Sussman was a doctor before she was a novelist and is able to draw on this expertise for the medical aspects of the story: this lends weight to the key story of one character’s cancer diagnosis, which may otherwise have felt gimmicky. However, when faced with the task of sustaining an entire novel based on the central mystery, the author fills chapters with an excess of description rather than deeper character development — so much detail that readers may think they’re vital clues. We know that Austin is meticulous, but this characterisation starts to feel one-note when we’re told he ‘ran the dirty dishes under hot water, then packed the dishwasher — knives on the top shelf, forks facing down in the cutlery basket, big plates at the back, side plates to the front.’ Is this just more dogged showing-not-telling, or a crucial clue to some dishwasher-related element of the murder?

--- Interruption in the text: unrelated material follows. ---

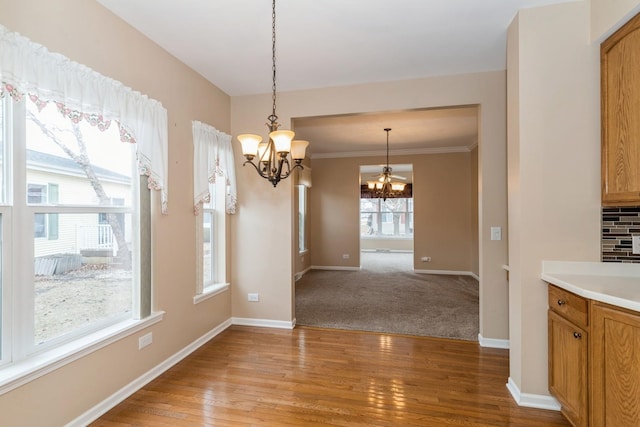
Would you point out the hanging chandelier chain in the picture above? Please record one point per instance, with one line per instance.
(273, 118)
(387, 130)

It’s hard to know in a novel that is sometimes over-written — a pōhutukawa is ‘denuded of its crimson blooms’ — and employs similes to excess. Parts of Ramesh’s point-of-view sections are a cliché pile-up: ‘It was easy to get blinkered in the job, especially when on the home straight. And even more so after thinking you’d crossed the finish line.’ This is frustrating in an otherwise readable novel with an intriguing plot.
Eliot, one of Austin’s patients, is a young autistic man who discovers Tibbie — ‘the dead lady with long red hair’— and is traumatised. His point of view is plausible and particular: to Eliot, one of the joggers near the cliff looks ‘quite a lot like Mr Roy, his former woodwork teacher — Golden Retriever eyes and ears like big, kind commas.’ But in common with a number of the characters in the novel, Eliot is a familiar trope: the loner with a heart of gold who doesn’t know his own strength.
Another character who may feel over-familiar to crime readers is Ramesh, the struggling detective, who has just been through a divorce. After anxiety-related sick leave, he is pursuing the case (of course) against the boss’s wishes, desperate to prove himself. At one point, Sussman even seems to be winking at us via the police chief: ‘This is not some cosy murder mystery, Bandara, where the least likely person in the village turns out to be the culprit … You’ve got the quirky young lad with a supposedly superhuman memory. The woman with a brain tumour. Now, her financially strained husband. Soon the whole damned city will be under suspicion. You’re all over the show, man. Give me something concrete.’
By the time the novel reveals its second death, the story feels as though it’s winding down. When the perspective switches to Ramesh — to avoid revelations from our cast of suspects — readers have to wait for the detective to figure out as much as we already know. The pace suffers, and so does the tension.
Still, seasoned crime readers who enjoy distinguishing clue from red herring will consider this a solid attempt at a classic psychological thriller. Despite its clunky moments, The Doctor’s Wife tells a compelling story set in a recognisable Auckland, and Sussman’s twisting-and-turning plot demonstrates her respect for the crime genre.